The US needs more workers with non-bachelor’s credentials
Two recent research reports, one from Georgetown University's Center on Education and the Workforce (CEW) and another from Ivy Tech Community College, in collaboration with TEConomy Partners, LLC, focus on credential shortages that are keeping many jobs that don't require a bachelor's degree unfilled.
The CEW study examines high-paying middle-skills career worker shortages nationwide, a category that encompasses jobs requiring an associate's degree or certificate and paying more than $55,000 per year. Researchers concluded that the U.S. must produce 712,000 additional certificates and associate's degrees to prepare the workforce for these opportunities. They emphasized that filling these shortages could present significant opportunities for men and women of all races and ethnicities to gain high-paying middle-skills occupations. Shortages are expected to persist through 2032.

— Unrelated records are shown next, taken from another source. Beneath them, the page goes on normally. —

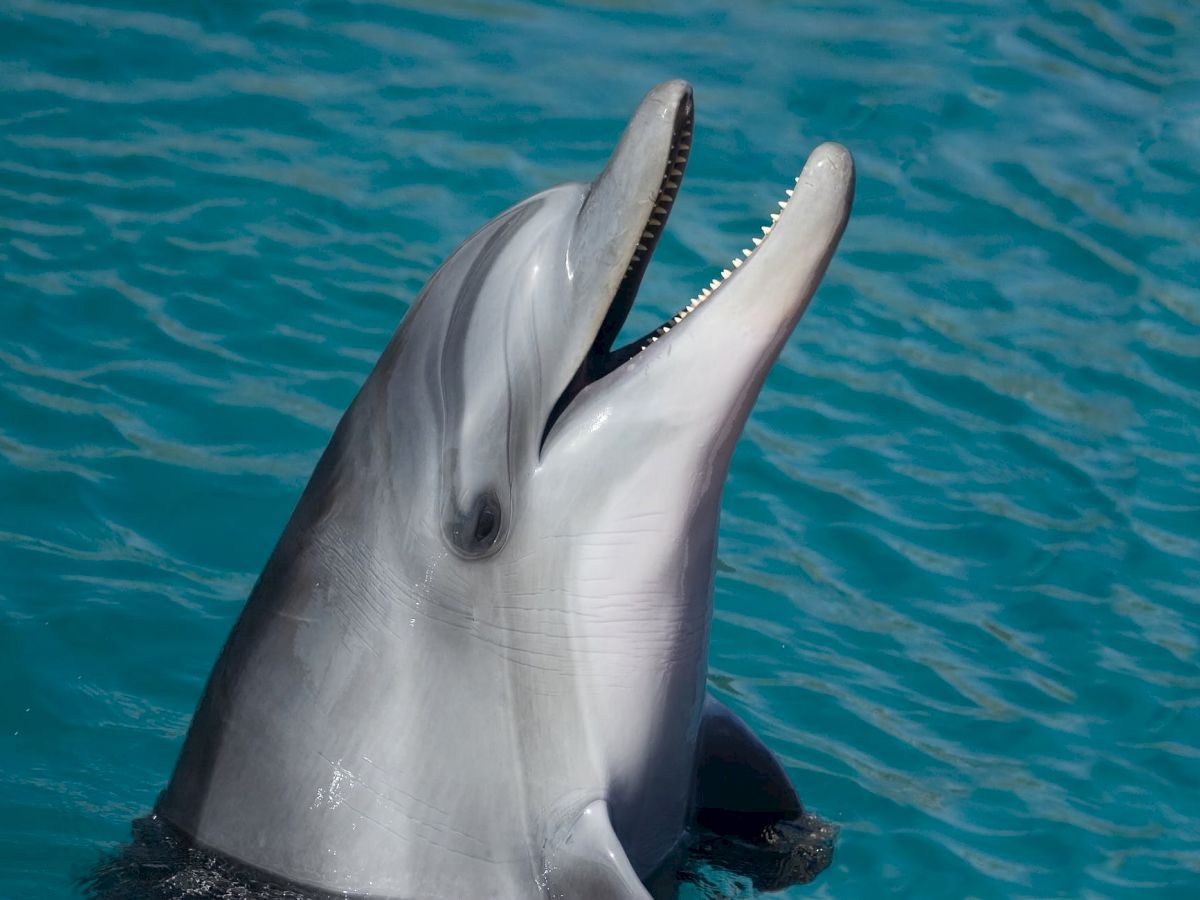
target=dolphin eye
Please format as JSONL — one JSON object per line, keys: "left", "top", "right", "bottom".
{"left": 447, "top": 490, "right": 505, "bottom": 559}
{"left": 473, "top": 501, "right": 499, "bottom": 545}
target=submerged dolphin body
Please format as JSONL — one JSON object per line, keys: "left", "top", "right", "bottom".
{"left": 158, "top": 81, "right": 854, "bottom": 898}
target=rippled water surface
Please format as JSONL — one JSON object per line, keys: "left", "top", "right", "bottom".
{"left": 2, "top": 1, "right": 1198, "bottom": 897}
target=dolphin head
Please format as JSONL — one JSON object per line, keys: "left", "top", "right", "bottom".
{"left": 344, "top": 79, "right": 852, "bottom": 586}
{"left": 331, "top": 77, "right": 854, "bottom": 862}
{"left": 159, "top": 79, "right": 854, "bottom": 896}
{"left": 341, "top": 82, "right": 702, "bottom": 565}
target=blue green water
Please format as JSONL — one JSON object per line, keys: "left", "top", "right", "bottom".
{"left": 2, "top": 0, "right": 1198, "bottom": 897}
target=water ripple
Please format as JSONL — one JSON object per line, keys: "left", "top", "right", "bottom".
{"left": 2, "top": 0, "right": 1198, "bottom": 897}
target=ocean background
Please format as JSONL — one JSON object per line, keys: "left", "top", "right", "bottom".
{"left": 1, "top": 0, "right": 1197, "bottom": 897}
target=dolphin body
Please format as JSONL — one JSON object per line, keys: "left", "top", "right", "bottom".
{"left": 158, "top": 80, "right": 854, "bottom": 898}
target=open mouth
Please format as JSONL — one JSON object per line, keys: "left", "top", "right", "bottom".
{"left": 541, "top": 96, "right": 798, "bottom": 447}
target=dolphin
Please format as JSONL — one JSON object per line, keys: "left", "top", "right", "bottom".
{"left": 156, "top": 79, "right": 854, "bottom": 898}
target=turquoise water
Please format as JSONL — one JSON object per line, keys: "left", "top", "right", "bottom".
{"left": 2, "top": 0, "right": 1198, "bottom": 896}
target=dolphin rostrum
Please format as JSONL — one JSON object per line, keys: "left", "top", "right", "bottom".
{"left": 157, "top": 80, "right": 854, "bottom": 898}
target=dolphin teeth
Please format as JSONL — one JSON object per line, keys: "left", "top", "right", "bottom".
{"left": 785, "top": 188, "right": 794, "bottom": 198}
{"left": 654, "top": 206, "right": 668, "bottom": 215}
{"left": 657, "top": 174, "right": 808, "bottom": 354}
{"left": 648, "top": 218, "right": 662, "bottom": 227}
{"left": 670, "top": 168, "right": 684, "bottom": 177}
{"left": 665, "top": 180, "right": 679, "bottom": 189}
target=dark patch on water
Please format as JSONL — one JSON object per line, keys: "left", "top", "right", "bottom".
{"left": 81, "top": 812, "right": 834, "bottom": 899}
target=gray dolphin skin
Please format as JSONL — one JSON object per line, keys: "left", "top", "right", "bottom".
{"left": 157, "top": 80, "right": 854, "bottom": 898}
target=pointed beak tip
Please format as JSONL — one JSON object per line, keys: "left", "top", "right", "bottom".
{"left": 804, "top": 142, "right": 855, "bottom": 195}
{"left": 653, "top": 79, "right": 693, "bottom": 104}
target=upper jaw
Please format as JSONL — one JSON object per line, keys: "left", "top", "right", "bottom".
{"left": 568, "top": 79, "right": 694, "bottom": 321}
{"left": 544, "top": 81, "right": 694, "bottom": 445}
{"left": 580, "top": 82, "right": 694, "bottom": 362}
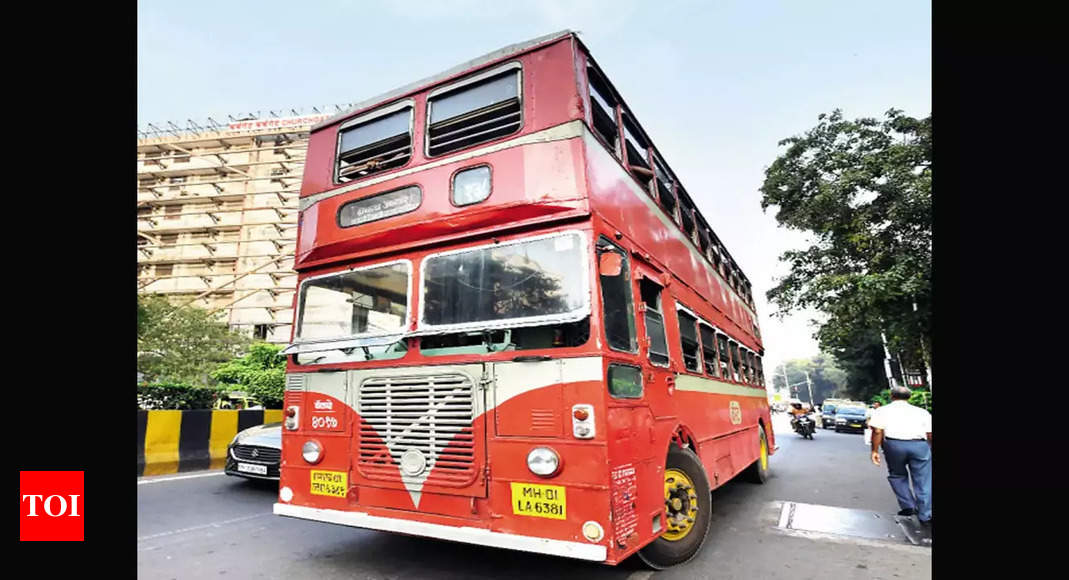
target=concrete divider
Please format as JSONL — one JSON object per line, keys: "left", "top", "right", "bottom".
{"left": 137, "top": 409, "right": 283, "bottom": 477}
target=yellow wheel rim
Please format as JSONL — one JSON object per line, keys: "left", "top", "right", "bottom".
{"left": 662, "top": 468, "right": 699, "bottom": 541}
{"left": 760, "top": 434, "right": 769, "bottom": 471}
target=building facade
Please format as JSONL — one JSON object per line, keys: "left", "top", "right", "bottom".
{"left": 136, "top": 109, "right": 349, "bottom": 343}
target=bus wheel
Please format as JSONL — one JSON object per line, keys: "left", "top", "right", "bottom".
{"left": 744, "top": 425, "right": 770, "bottom": 484}
{"left": 637, "top": 446, "right": 712, "bottom": 569}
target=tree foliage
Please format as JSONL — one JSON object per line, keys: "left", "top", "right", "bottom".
{"left": 137, "top": 295, "right": 249, "bottom": 385}
{"left": 212, "top": 342, "right": 286, "bottom": 408}
{"left": 769, "top": 354, "right": 848, "bottom": 405}
{"left": 761, "top": 109, "right": 931, "bottom": 402}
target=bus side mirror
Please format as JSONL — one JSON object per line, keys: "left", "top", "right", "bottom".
{"left": 599, "top": 252, "right": 623, "bottom": 277}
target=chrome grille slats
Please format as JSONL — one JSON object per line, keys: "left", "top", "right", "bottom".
{"left": 231, "top": 445, "right": 281, "bottom": 463}
{"left": 357, "top": 373, "right": 477, "bottom": 486}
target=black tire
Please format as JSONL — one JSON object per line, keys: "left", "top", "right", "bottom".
{"left": 743, "top": 425, "right": 770, "bottom": 484}
{"left": 637, "top": 446, "right": 712, "bottom": 569}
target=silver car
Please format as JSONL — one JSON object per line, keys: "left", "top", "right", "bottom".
{"left": 225, "top": 422, "right": 281, "bottom": 481}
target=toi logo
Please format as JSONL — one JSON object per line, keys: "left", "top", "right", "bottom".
{"left": 20, "top": 471, "right": 84, "bottom": 541}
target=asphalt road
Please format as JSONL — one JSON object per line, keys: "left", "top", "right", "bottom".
{"left": 138, "top": 413, "right": 931, "bottom": 579}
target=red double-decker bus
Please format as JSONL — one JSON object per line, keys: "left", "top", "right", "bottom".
{"left": 275, "top": 30, "right": 773, "bottom": 568}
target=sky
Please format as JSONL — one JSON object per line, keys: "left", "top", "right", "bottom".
{"left": 138, "top": 0, "right": 931, "bottom": 376}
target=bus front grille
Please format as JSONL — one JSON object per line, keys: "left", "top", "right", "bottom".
{"left": 357, "top": 374, "right": 477, "bottom": 487}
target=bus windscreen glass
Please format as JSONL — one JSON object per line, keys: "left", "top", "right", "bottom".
{"left": 296, "top": 262, "right": 409, "bottom": 340}
{"left": 421, "top": 233, "right": 587, "bottom": 328}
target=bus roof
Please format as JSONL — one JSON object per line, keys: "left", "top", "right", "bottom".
{"left": 312, "top": 29, "right": 577, "bottom": 133}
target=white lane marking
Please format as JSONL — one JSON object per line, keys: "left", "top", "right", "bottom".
{"left": 137, "top": 471, "right": 227, "bottom": 485}
{"left": 627, "top": 571, "right": 655, "bottom": 580}
{"left": 137, "top": 513, "right": 271, "bottom": 543}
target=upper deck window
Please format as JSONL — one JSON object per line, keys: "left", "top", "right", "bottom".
{"left": 427, "top": 66, "right": 522, "bottom": 157}
{"left": 336, "top": 103, "right": 413, "bottom": 183}
{"left": 652, "top": 154, "right": 677, "bottom": 217}
{"left": 622, "top": 114, "right": 653, "bottom": 191}
{"left": 586, "top": 64, "right": 619, "bottom": 153}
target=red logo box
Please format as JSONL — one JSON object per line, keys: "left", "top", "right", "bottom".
{"left": 20, "top": 471, "right": 84, "bottom": 541}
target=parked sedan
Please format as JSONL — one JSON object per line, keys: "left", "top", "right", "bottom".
{"left": 225, "top": 422, "right": 281, "bottom": 480}
{"left": 834, "top": 407, "right": 868, "bottom": 433}
{"left": 819, "top": 403, "right": 839, "bottom": 429}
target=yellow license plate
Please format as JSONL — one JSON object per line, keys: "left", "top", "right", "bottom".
{"left": 310, "top": 470, "right": 348, "bottom": 497}
{"left": 510, "top": 482, "right": 566, "bottom": 520}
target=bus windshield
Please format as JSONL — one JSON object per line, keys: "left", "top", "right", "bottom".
{"left": 295, "top": 261, "right": 410, "bottom": 341}
{"left": 420, "top": 232, "right": 588, "bottom": 330}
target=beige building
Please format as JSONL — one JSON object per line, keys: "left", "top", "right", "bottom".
{"left": 137, "top": 108, "right": 349, "bottom": 343}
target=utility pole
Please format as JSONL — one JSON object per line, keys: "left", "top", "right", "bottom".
{"left": 914, "top": 301, "right": 933, "bottom": 393}
{"left": 880, "top": 330, "right": 899, "bottom": 389}
{"left": 804, "top": 370, "right": 816, "bottom": 407}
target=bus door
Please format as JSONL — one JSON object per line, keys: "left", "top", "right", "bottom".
{"left": 600, "top": 241, "right": 663, "bottom": 548}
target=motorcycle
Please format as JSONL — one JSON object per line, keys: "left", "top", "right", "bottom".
{"left": 792, "top": 414, "right": 816, "bottom": 439}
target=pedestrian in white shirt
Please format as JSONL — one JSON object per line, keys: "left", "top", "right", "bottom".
{"left": 863, "top": 402, "right": 881, "bottom": 446}
{"left": 869, "top": 387, "right": 932, "bottom": 528}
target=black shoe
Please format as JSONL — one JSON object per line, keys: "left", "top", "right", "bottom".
{"left": 898, "top": 509, "right": 916, "bottom": 516}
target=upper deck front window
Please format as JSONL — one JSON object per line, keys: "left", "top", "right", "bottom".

The Ivy Tech-TEConomy report also reports on the need for non-bachelor's education to prepare the workforce, but through a slightly different lens. It considers the specific workforce needs in Indiana through 2035, focuses on non-credit credentials, and includes jobs below the $55,000 threshold. They looked at workforce needs trends in the state's key industry sectors (advanced manufacturing; business, logistics, and supply chain; healthcare; and technology) and found that 69% of job openings in these sectors will require some form of postsecondary education and training. Over the next decade, Indiana will need to upskill or reskill more than 82,000 working adults annually through non-degree credentials to meet these evolving workforce needs.